Nice people give the benefit of the doubt. Really nice people can't even conceive of hurting someone this way, so they refuse to see it even if it's in their face. I'm very sorry. I hope you have a backup plan.


----------



## jorgegene (May 26, 2012)

Welcome!

Tell your whole story. Get it off your chest. If nothing else, it is a catharsis for what your going through.
You will find many understanding people here having gone through what your going through now.


----------



## Libby smith (Dec 15, 2021)

IrishMarriedMan said:


> really sorry you were treated like that.
> Trust when broken in heart breaking.
> Most married couples have shared friends and unfortunately they tend to side with one or the other if you break up.
> also some of female married friends might see you as a treat if no longer with hubby and may not be as freindly.
> This behaviour I have witnessed with female friends and unwarranted


I was left wondering about two of my friends I havnt heard from since 2 days after it all happened…maybe this is the reason.I’m sad if it is that they would ever think that way about me tho


----------



## BigDaddyNY (May 19, 2021)

Libby smith said:


> I was left wondering about two of my friends I havnt heard from since 2 days after it all happened…maybe this is the reason.I’m sad if it is that they would ever think that way about me tho


Any "friend" that sides with a man that had multiple affairs while having a wife and 6 children at home is not really a friend. 

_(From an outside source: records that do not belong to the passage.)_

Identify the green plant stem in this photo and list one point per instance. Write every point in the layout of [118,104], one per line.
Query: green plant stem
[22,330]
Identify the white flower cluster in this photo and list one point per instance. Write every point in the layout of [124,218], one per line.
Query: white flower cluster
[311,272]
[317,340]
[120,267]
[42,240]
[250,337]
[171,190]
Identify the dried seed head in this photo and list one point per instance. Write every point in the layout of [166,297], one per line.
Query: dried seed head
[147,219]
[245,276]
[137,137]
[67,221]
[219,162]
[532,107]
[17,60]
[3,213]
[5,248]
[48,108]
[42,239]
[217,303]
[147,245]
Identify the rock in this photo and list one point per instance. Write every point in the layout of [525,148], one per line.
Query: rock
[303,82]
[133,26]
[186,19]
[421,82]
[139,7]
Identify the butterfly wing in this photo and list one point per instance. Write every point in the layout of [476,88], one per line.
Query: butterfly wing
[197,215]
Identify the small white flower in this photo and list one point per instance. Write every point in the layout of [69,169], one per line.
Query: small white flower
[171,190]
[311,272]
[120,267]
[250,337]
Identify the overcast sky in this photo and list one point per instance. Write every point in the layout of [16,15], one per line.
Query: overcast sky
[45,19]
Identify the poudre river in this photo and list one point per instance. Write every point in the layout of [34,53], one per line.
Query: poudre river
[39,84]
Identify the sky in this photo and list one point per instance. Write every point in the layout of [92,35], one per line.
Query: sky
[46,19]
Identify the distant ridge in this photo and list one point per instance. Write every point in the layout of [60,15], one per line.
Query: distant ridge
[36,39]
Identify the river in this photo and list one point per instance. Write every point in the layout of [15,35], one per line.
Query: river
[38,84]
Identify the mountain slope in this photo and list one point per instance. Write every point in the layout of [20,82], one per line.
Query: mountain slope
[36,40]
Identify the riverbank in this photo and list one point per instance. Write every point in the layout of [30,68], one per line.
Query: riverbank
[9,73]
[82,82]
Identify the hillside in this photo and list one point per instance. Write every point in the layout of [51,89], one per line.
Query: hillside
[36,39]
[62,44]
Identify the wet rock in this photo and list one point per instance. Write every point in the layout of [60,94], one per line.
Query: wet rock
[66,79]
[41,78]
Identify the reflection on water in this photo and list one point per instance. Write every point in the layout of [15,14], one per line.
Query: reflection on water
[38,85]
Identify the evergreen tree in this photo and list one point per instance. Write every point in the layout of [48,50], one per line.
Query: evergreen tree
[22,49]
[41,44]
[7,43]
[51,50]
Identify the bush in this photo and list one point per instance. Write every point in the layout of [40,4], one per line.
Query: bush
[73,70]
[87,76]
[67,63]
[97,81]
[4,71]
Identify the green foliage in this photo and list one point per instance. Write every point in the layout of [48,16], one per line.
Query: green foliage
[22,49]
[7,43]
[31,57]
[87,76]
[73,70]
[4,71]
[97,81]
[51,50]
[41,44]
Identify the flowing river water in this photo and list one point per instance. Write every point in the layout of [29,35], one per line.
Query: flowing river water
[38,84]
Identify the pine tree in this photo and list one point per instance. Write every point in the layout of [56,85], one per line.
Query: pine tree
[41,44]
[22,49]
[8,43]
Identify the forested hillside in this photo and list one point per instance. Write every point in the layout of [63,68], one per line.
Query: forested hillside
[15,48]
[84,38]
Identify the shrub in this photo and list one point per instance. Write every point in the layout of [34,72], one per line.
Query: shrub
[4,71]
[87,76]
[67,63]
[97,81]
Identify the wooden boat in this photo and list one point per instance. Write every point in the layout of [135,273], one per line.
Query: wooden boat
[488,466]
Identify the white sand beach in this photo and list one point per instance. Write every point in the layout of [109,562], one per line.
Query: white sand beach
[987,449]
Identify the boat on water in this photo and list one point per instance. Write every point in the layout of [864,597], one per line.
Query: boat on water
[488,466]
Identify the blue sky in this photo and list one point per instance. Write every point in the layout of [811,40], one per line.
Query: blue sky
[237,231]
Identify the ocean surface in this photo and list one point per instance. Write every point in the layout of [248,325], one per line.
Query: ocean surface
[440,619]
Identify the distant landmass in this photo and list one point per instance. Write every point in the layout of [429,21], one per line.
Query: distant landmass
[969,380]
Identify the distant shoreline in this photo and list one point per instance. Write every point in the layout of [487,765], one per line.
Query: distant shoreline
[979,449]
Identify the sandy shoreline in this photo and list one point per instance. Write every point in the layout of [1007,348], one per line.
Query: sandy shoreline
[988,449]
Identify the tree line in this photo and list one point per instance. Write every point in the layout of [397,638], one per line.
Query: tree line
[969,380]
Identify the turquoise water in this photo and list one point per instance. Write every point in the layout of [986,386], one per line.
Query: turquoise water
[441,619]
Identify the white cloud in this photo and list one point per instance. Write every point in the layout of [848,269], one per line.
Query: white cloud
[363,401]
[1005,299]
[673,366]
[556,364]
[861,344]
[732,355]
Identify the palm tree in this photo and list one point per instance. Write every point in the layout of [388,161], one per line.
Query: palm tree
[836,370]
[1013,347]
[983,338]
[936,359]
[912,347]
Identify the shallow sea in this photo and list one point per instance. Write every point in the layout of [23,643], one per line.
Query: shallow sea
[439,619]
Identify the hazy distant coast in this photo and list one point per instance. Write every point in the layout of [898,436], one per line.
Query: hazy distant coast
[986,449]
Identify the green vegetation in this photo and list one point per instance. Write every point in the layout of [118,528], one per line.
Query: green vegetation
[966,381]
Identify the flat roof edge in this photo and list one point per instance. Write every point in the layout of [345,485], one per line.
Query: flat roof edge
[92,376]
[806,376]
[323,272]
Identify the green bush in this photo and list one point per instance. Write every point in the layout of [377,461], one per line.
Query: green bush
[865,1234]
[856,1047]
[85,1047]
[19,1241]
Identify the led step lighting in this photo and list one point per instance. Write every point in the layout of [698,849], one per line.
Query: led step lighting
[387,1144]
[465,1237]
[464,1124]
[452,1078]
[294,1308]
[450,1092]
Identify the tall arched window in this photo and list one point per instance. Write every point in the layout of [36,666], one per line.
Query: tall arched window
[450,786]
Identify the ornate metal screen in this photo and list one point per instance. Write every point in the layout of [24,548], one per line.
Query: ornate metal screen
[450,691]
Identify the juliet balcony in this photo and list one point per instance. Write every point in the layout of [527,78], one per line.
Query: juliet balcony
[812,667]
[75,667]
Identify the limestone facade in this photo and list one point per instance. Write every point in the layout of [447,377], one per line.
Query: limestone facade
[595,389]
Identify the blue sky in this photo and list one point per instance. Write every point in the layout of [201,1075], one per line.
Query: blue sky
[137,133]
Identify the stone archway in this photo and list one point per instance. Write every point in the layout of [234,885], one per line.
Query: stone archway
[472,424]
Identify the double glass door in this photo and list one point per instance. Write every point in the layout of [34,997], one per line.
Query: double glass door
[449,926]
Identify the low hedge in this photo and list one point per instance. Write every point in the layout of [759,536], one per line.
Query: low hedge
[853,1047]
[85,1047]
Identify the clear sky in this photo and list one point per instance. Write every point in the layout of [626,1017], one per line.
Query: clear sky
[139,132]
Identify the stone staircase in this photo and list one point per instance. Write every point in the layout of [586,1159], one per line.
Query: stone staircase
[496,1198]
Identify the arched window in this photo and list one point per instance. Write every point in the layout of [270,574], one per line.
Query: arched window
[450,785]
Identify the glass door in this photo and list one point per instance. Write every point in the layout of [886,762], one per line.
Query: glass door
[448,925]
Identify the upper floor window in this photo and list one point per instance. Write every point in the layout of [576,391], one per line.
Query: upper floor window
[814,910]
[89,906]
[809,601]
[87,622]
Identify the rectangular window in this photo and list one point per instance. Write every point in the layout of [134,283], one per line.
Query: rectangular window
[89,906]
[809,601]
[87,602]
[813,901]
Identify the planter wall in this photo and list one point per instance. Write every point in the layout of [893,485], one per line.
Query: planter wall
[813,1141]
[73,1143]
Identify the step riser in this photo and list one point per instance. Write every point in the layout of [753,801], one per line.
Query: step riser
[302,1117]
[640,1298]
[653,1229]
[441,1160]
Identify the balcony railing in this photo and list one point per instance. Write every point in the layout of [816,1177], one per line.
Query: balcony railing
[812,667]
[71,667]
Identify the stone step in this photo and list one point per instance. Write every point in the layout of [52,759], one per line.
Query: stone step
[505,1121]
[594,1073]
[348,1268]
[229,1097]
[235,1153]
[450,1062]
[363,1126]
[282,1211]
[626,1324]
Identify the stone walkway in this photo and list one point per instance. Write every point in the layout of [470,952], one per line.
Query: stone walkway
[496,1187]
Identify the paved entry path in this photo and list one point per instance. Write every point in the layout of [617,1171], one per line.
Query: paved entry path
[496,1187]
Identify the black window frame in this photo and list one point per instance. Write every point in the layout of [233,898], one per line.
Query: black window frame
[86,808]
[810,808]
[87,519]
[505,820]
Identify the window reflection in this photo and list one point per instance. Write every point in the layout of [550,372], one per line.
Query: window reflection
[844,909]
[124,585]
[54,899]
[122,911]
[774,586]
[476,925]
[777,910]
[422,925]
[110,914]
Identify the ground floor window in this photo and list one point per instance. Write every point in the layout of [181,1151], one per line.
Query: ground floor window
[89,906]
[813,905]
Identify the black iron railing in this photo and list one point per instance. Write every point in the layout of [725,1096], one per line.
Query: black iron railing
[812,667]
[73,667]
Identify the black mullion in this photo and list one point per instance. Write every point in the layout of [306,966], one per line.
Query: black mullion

What is the status of your marriage? I assume you've confronted him with the evidence. What was his response?


----------



## Libby smith (Dec 15, 2021)

Diana7 said:


> Hi Libby
> How awful for you to find that out. What are you doing about it now?


I am still trying to get my head sorted out tbh…it’s so much to work through.he has moved out of course but this is hard on the kids.I would never take him back though…couldn’t ever because of the extent of this and also how he treated me aside from all the cheating etc.it’s such a mess.
I’m working on myself and trying to undo some of the damage he caused and always be a good person.and mommy.


----------



## Libby smith (Dec 15, 2021)

BigDaddyNY said:


> Any "friend" that sides with a man that had multiple affairs while having a wife and 6 children at home is not really a friend.
> 
> What is the status of your marriage? I assume you've confronted him with the evidence. What was his response?


I took screen shots enough to show him so that he couldn’t lie anymore….there was so much on there so I just took as much as I could…of course he couldn’t deny it.he has narcissistic personality disorder I believe so the problem is I don’t think he can ever truly be sorry.he never loved me clearly and I actually wondered this often thru our marriage because of how he was with me.


----------



## BigDaddyNY (May 19, 2021)

Libby smith said:


> I took screen shots enough to show him so that he couldn’t lie anymore….there was so much on there so I just took as much as I could…of course he couldn’t deny it.he has narcissistic personality disorder I believe so the problem is I don’t think he can ever truly be sorry.he never loved me clearly and I actually wondered this often thru our marriage because of how he was with me.


It is always easy to start seeing all the signs after D-day, hindsight. Try to be strong for the kids. You have a houseful, are any of them old enough to help ut or do you have family to help you through all this? Also, a lawyer?


----------



## IrishMarriedMan (Dec 16, 2021)

Libby smith said:


> I was left wondering about two of my friends I havnt heard from since 2 days after it all happened…maybe this is the reason.I’m sad if it is that they would ever think that way about me tho


look that says a lot more about your friends insecurity that it does about anything about you.
you have enough to deal with without worring what they mad or may not think.
in time you will know who your true friends really are


----------



## Libby smith (Dec 15, 2021)

BigDaddyNY said:


> It is always easy to start seeing all the signs after D-day, hindsight. Try to be strong for the kids. You have a houseful, are any of them old enough to help ut or do you have family to help you through all this? Also, a lawyer?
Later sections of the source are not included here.